Forex, Forex Analysis

The JPY Pairs vs. Dow Jones

The Forex market moves based on multiple correlations. Risk-on and risk-off events define the way a currency pair travels. Because the U.S. dollar is the world’s reserve currency, the dollar pairs, or the major pairs, move in a correlated fashion. If one buys the AUDUSD pair because of a dollar driven event, an equivalent trade would be a long in the EURUSD pair.

Correlations are everywhere in the trading arena. Even though one trades only the Forex market, other factors may influence the currency pair he/she trades. Indices trading is strongly dependent on the way the JPY pairs move, or the other way around: the JPY pairs depend on how indices move.
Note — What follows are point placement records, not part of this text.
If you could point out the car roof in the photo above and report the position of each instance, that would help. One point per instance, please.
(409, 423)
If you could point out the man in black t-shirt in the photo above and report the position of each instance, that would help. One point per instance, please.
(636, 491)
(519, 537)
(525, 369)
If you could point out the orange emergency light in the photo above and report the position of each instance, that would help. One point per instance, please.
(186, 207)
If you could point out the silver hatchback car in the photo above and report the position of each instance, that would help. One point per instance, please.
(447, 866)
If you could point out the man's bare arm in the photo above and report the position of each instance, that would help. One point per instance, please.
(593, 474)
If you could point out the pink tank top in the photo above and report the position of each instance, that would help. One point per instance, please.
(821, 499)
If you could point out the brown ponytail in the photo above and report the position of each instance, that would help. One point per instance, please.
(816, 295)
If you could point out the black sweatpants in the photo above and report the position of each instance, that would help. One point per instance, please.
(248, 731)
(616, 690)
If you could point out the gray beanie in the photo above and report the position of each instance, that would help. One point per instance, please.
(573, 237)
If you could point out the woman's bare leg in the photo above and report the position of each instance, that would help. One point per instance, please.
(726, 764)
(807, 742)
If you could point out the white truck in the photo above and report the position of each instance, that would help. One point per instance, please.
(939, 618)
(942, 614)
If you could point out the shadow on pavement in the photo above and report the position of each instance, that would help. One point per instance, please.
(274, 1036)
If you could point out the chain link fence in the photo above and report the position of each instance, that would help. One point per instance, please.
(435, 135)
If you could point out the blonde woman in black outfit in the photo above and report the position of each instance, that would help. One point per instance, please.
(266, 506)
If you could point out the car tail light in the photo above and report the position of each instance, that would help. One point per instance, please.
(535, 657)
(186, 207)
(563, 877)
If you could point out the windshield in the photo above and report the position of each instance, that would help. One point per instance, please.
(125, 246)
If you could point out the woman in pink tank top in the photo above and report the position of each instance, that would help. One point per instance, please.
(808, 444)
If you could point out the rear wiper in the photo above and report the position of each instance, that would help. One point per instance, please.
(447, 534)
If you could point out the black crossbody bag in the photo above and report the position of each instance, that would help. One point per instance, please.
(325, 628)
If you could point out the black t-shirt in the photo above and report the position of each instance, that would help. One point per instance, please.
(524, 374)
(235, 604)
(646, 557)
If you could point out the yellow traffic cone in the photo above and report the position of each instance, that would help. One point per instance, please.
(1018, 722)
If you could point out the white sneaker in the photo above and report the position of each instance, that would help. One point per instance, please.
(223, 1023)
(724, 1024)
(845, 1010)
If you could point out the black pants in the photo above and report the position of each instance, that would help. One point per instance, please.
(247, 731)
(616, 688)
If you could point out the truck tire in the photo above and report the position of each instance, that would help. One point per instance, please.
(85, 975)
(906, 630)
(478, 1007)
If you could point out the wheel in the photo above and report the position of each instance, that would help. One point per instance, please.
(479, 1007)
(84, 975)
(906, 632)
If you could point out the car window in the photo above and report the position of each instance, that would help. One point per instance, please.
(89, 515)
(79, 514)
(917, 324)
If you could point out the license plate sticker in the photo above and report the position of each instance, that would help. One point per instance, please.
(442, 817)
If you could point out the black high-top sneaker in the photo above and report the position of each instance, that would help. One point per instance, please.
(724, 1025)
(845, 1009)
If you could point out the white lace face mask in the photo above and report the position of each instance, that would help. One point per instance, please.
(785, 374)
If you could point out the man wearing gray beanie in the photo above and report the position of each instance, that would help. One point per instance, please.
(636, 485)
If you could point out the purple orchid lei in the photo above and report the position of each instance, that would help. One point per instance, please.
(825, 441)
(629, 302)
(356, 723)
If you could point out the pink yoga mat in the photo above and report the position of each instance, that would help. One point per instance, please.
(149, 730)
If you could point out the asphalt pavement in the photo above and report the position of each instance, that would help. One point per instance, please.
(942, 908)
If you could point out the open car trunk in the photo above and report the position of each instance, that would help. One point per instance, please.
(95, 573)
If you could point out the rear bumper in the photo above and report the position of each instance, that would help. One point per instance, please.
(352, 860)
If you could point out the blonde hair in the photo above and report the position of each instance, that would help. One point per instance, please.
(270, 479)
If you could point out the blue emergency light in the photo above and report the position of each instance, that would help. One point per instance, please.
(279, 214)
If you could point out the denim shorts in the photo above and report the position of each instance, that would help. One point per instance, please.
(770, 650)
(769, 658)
The strongest correlations are found between the USDJPY pair and the DJIA index. It is a direct correlation and it used to be stronger in the past than it is now. A few years back, the USDPY and the DJIA (Dow Jones Industrial Average) correlation was almost a hundred percent. For every USDJPY pip higher or lower, the DJIA followed suit.

It is not that strong anymore, but the correlation still holds true. It is a result of the indirect relationship between the interest rate differential between the two currencies and the implications the interest rate has on the equity market.

As a rule of thumb, higher interest rates lead to lower equity prices. The opposite is true as well. However, it doesn’t mean that always the index will fall when the interest rates in the United States rise.

Let me give you an example. Assuming the interest rates in the United States will rise, is it mandatory for the DJIA index to fall, as the correlation implies? Not necessarily. It could be that the financial stocks (banking sector) rise more than the other DJIA components, and this will put a floor on the DJIA fall.


Above are the one-on-one daily DJIA and USDJPY chart. The correlation degree between the two is obvious. The bullish trend started with the U.S. Presidential election result when Trump was elected the 45th President of the United States. The same break higher came on the USDJPY pair, almost similar.

Before the U.S. elections, the DJIA index was in a four-month consolidation range. No matter the economic news released, nothing could make the index breaking either higher or lower. That is until the U.S election result was known. While ahead of the vote, the market reacted negatively to any positive news regarding Donald Trump, when the actual result came in, it was aggressively bought.

The same reaction can be seen in the USDJPY pair. On the chart above, the red candles represent the USDJPY pair and there are overlapping the DJIA index. While it is lagging a bit, in the end, the two financial instruments correlate in an impressive manner.

It is not the same with other currency pairs. Except for the EURUSD and the USDCHF that are now strongly correlated because of the EURCHF inability to move, other currency pairs do not trade in the same manner. Not event the risk-off/risk-on relationship is not that strong like it used to be.

The other JPY pairs follow the USDJPY one. Because the U.S. dollar is the world’s reserve currency, this major is the one that sets the tone for the other JPY pairs too. Therefore, the USDJPY correlation with the DJIA index is the one that matters both for the currency market and for global equities too.

Moreover, when the DJIA in the United States is having a bad day, not only that the USDJPY follows in the same direction, but the world markets make the same move. In this way, one can tell that the real driver for the world’s equity markets is the state of the U.S. equity, and this is seen in the way the USDJPY pair moves.